Though the script was broken on F8 it did give me insight into the power of the gstreamer framework. I knew that whenever I had the time I should dig in a little deeper. With the help of this Linux Conf Austrailia talk I was able to figure out what needed to be changed in order to get the splice script working again on F8.
Here's how I spliced my theora video (made with istanbul) with a wav file recorded in audacity:
gst-launch oggmux name=mux ! filesink location=ldap-gst.ogg { filesrc location=ldap.ogg ! decodebin name=v } { filesrc location=ldap-audio.wav ! decodebin name=a } { v. ! queue ! ffmpegcolorspace ! theoraenc ! queue ! mux. } { a. ! queue ! audioconvert ! vorbisenc ! queue ! mux. }
As a big fan of golfing on the command line I can appreciate convoluted oneliners.

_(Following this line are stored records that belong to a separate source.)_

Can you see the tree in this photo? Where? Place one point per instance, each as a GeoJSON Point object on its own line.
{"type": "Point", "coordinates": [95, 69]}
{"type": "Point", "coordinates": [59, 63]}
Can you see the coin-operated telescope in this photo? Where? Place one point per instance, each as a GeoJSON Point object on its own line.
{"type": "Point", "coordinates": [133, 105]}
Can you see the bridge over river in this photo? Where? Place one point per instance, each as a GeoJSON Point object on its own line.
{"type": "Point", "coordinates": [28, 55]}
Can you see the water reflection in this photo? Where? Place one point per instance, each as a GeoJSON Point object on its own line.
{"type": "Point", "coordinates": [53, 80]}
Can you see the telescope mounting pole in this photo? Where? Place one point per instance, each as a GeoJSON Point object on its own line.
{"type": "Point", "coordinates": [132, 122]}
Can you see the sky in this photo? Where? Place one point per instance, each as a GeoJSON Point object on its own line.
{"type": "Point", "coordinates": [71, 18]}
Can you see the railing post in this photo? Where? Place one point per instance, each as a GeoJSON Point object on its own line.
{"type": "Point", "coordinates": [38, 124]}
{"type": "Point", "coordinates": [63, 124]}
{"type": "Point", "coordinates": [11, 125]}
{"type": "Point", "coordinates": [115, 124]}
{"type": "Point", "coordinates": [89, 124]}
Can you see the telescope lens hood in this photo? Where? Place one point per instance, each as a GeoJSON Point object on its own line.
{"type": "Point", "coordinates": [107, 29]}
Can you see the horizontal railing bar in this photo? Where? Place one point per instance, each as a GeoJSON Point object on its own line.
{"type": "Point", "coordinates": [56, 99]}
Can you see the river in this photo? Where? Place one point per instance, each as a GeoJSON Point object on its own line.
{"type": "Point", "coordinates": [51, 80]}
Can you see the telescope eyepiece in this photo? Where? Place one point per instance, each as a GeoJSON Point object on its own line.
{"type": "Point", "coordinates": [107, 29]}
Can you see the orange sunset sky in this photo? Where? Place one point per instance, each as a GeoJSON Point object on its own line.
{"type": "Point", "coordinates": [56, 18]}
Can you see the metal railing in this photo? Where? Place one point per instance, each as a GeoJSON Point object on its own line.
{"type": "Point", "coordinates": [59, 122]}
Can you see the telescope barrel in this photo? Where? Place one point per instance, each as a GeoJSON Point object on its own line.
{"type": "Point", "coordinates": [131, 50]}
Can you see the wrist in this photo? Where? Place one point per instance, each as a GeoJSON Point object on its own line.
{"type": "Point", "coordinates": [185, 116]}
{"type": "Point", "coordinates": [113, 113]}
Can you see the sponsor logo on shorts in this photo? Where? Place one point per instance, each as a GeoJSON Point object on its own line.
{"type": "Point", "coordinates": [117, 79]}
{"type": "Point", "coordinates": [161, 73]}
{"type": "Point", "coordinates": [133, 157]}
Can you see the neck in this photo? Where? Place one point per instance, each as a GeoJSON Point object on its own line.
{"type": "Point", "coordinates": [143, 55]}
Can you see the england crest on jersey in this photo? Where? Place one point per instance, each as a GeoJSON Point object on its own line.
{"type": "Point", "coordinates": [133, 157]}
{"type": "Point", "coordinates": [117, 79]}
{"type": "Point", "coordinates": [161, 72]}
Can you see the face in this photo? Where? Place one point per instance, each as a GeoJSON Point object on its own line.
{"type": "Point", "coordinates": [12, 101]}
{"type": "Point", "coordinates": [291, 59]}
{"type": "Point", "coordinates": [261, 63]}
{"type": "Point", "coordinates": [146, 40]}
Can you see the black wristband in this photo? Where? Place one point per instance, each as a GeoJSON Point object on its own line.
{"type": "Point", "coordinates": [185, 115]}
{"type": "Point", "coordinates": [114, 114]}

The big trick to getting the fedora-av-splice.sh script running was:
- Remove the version number from the 'gst-launch' executable (why hard-code that anyway?)
- Corrected syntax (honestly, I mostly cargo-culted this from examples I found on the interweb)
- Changed 'rawvorbisenc' to plain old 'vorbisenc'. The talk mentioned 'gst-inspect' which for me was the key to finding out what my system could do.